A special exhibit opening this November brings the stories of four female historical figures of the Arnold Arboretum to the Visitor Center: Dr. Shiu-Ying Hu, Constance Tortorici Derderian, Beatrix Farrand, and Susan Delano McKelvey. Dr. Shiu-Ying Hu (1910-2012) was a former Emeritus Senior Research Fellow at the Arnold Arboretum. From 1946 to 1949, Shiu-Ying Hu studied in America, pursuing a PhD in botany. She was, in fact, the first Chinese woman to ever receive a doctoral degree in botany from Harvard University, even though she was told that “Harvard didn’t take girls.” Shortly after graduating, she was hired to work at the Arnold Arboretum. During an interview about those early days, Hu said that “at that time, racial and sexual discrimination was very heavy, so my salary was about the same as a janitor’s,” but she nevertheless felt very passionate about “working for Chinese botany.” In the 1950s, one of Hu’s first projects at the Arboretum involved compiling content for the Flora of China project, and creating a card-catalogue consisting of 158,844 index cards of Chinese plant names.

Beatrix Farrand (1872-1959) was a famous early landscape architect whose notable commissions include Dumbarton Oaks and the National Cathedral in Washington DC. She began her career at the Arnold Arboretum, studying many years under the direction of C. S. Sargent. He launched Farrand’s career in the 1890s, providing her with a good recommendation whenever possible and helping her overcome many professional barriers that she faced because of her gender. She was eventually appointed as Consultant Landscape Gardener at the Arboretum when she was 75 years old, serving from 1946 to 1950.

Susan Adams Delano McKelvey (1883-1964) also studied landscape gardening with Sargent after 1920, working at the Arboretum washing clay pots and weeding plants as she learned her new trade. McKelvey’s favorite plants were lilacs and yuccas, although she also reported that she was also “a cactus enthusiast—and an agave one.” Early in her career in the Arboretum, she was especially interested in lilacs at a time when the lilac collection was just under development. She wrote The Lilac: A Monograph in 1928, a popular book that sold exceedingly well and won many awards. She also spent many years travelling to the US Southwest (especially Nevada, Arizona, California, and New Mexico) studying yucca plants and their relatives. McKelvey’s masterpiece was a magnificently large book entitled The Botanical Exploration of the Trans-Mississippi West 1790-1850.

Constance Tortorici Derderian (1921-1988) was a leading expert and promoter of subtropical bonsai in the Northeast US. She took the first bonsai course the Brooklyn Botanic Garden ever offered in 1954, and worked with Frank Okamura, Kan Yashiroda, Lynn Perry, and other leading bonsai specialists in New York. She also studied with Kyuzo Murata in Japan in 1967. Derderian was guest editor of the BBG’s Bonsai for Indoors Handbook (1976), and a founding member of the American Bonsai Society in 1967, which she also directed for many years. She received the Gold Medal from The Massachusetts Horticultural Society for her outstanding work in bonsai in 1979. Derderian also taught bonsai classes at the Arboretum many years before she curated the Larz Andersen Bonsai Collection. The bonsai collection was greatly revitalized under her care between 1969 and 1984, and would probably not exist today without her efforts at reviving the plants.

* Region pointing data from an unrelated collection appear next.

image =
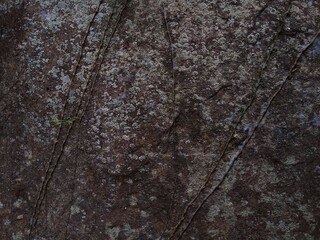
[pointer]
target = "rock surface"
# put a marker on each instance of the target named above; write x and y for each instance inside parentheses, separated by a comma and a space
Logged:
(148, 119)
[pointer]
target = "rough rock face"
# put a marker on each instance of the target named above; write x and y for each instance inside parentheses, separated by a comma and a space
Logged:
(149, 119)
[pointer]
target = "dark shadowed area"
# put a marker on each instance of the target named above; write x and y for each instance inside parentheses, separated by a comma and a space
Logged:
(148, 119)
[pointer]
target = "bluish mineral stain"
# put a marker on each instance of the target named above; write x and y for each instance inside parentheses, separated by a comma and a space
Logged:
(315, 120)
(315, 48)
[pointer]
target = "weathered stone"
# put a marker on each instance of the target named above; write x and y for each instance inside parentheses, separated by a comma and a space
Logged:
(159, 119)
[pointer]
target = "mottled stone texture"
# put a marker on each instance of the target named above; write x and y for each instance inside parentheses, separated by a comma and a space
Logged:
(148, 119)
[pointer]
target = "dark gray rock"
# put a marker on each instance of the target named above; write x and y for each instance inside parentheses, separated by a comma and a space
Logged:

These are only four figures among so many women who have worked and continue to work at the Arboretum today, making significant contributions. I chose these four women because of their fascinating life stories, the ways that they challenged and subverted gendered conventions of their day in the fields of botany and exploration, their substantial contributions to these fields, and because they are an inspiration to women everywhere, past and present. Hopefully this exhibit will educate visitors about how women have helped shape the Arboretum and its mission, and in doing so, lend them a more visible presence in our history.